Here’s a cycle of poems that feels perfectly timed for our current American moment, as conversations and memories grow more interesting again and we imagine rising up into a better shared story. These are poems that wrap right around you, carrying a reader into a richly textured world of voices and scenes, gritty and cozy memories pressed up side-by-side, in delicious readable resonance. Stacey Lynn Brown has a real feel for rhythm and narrative, her gait is eloquently tuned. No flab, no digression. Take this book and travel.
–Naomi Shihab Nye
Stacey Lynn Brown knows that great emotional complexity requires simplicity, and she knows, too, when to get the tropes out of the way of the main story. She writes sparely and lucidly of privilege, sacrifice, and guilt; of what a mother is, and what a muse is. With Cradle Song she has accomplished a book-length narrative poem that seems to me one of our most compelling documents on race, family, and cultural identity.

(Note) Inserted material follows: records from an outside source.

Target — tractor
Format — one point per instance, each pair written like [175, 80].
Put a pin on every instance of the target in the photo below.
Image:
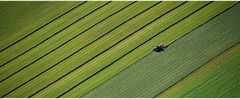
[160, 48]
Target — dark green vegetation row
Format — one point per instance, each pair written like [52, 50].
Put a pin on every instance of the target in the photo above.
[104, 49]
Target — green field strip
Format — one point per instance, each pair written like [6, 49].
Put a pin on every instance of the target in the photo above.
[42, 26]
[43, 50]
[53, 29]
[121, 16]
[96, 53]
[17, 18]
[92, 64]
[121, 64]
[115, 40]
[213, 79]
[157, 71]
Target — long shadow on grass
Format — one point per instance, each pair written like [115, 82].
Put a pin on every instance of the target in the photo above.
[133, 49]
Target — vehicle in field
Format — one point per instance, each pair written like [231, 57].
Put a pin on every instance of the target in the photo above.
[160, 48]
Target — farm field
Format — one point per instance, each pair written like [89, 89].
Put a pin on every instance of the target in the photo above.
[105, 49]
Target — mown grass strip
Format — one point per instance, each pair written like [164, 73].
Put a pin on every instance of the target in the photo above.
[67, 42]
[118, 10]
[99, 53]
[125, 37]
[87, 66]
[168, 46]
[115, 45]
[43, 26]
[221, 67]
[124, 90]
[111, 23]
[18, 21]
[60, 39]
[128, 53]
[41, 42]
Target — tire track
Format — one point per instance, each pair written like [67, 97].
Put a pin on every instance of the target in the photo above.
[65, 42]
[132, 50]
[55, 34]
[43, 26]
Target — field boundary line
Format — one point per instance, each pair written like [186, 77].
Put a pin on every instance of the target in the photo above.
[89, 44]
[54, 34]
[219, 54]
[43, 26]
[65, 43]
[134, 49]
[211, 58]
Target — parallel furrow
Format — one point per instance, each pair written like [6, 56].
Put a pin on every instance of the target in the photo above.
[66, 42]
[198, 68]
[55, 34]
[133, 49]
[43, 26]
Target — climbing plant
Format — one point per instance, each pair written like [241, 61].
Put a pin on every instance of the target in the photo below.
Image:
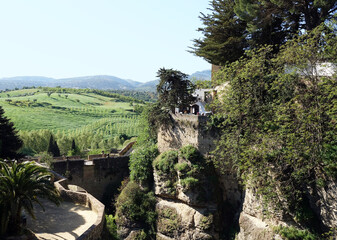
[278, 119]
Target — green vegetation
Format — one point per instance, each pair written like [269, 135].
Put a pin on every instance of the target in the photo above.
[291, 233]
[189, 173]
[166, 161]
[174, 89]
[137, 205]
[111, 227]
[95, 119]
[9, 141]
[232, 26]
[168, 221]
[20, 186]
[278, 128]
[141, 164]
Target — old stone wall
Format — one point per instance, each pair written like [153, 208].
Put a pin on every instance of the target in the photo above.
[85, 199]
[186, 129]
[100, 177]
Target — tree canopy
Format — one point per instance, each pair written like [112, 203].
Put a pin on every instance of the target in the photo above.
[279, 115]
[174, 89]
[21, 185]
[237, 25]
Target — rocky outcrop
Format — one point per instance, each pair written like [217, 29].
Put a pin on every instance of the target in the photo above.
[186, 129]
[323, 201]
[254, 224]
[187, 199]
[178, 220]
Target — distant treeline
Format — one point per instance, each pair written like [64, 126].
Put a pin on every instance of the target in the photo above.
[140, 95]
[105, 134]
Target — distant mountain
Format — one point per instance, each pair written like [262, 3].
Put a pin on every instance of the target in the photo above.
[201, 75]
[96, 82]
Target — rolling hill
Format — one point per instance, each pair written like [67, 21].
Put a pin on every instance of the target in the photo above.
[93, 82]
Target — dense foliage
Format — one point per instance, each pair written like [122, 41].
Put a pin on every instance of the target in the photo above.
[137, 205]
[279, 120]
[21, 185]
[9, 140]
[174, 89]
[224, 34]
[235, 26]
[141, 164]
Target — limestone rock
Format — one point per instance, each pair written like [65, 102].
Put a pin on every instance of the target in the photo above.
[177, 220]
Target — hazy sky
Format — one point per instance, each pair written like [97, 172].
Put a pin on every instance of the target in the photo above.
[128, 39]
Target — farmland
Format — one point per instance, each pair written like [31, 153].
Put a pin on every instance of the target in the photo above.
[95, 120]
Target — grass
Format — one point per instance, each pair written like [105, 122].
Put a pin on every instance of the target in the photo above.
[66, 111]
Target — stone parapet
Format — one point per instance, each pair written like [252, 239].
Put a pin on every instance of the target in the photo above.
[86, 199]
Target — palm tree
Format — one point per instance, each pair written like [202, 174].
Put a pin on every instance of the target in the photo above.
[22, 184]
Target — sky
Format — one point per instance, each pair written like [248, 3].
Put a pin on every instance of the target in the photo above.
[130, 39]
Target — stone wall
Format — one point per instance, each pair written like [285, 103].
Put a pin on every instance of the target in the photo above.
[85, 199]
[186, 129]
[100, 177]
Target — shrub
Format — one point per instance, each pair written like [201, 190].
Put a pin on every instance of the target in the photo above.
[137, 205]
[141, 163]
[166, 161]
[111, 226]
[291, 233]
[181, 167]
[190, 153]
[189, 182]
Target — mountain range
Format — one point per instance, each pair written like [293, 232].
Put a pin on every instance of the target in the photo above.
[96, 82]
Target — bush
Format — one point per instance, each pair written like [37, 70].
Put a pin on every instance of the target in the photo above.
[189, 182]
[291, 233]
[166, 161]
[137, 205]
[111, 227]
[190, 153]
[141, 163]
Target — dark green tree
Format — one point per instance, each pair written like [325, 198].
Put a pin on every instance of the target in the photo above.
[174, 89]
[56, 150]
[74, 149]
[296, 15]
[9, 141]
[237, 25]
[20, 186]
[278, 128]
[224, 34]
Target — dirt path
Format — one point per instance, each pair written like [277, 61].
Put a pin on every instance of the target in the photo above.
[66, 222]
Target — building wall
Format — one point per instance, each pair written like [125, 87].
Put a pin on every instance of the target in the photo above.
[101, 177]
[186, 129]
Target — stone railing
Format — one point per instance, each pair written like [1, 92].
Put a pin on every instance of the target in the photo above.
[86, 199]
[189, 117]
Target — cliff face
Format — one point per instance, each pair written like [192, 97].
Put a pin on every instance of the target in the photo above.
[186, 130]
[185, 209]
[204, 208]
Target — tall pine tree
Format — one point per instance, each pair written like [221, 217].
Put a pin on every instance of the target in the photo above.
[224, 34]
[237, 25]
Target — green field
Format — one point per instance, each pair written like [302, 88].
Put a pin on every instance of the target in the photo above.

“Part of Cradle Song’s considerable power lies in its resistance to cliché. Turning a curious, hard and compassionate gaze upon the past, the book keeps faith with the complicated legacy of the poet’s Southern roots…Casting the book as a long poem in sections allows Brown to move among these interrupting and dialoguing voices nimbly, lending Cradle Song a feeling of great fluency. Such fluency can be hard won, but even as she deals with the messy realities of adult knowledge, love and grief, Brown’s poetry is accessible and pared down. Brown doesn’t make hard facts look easy but, in her hands, poetry is a giving art.”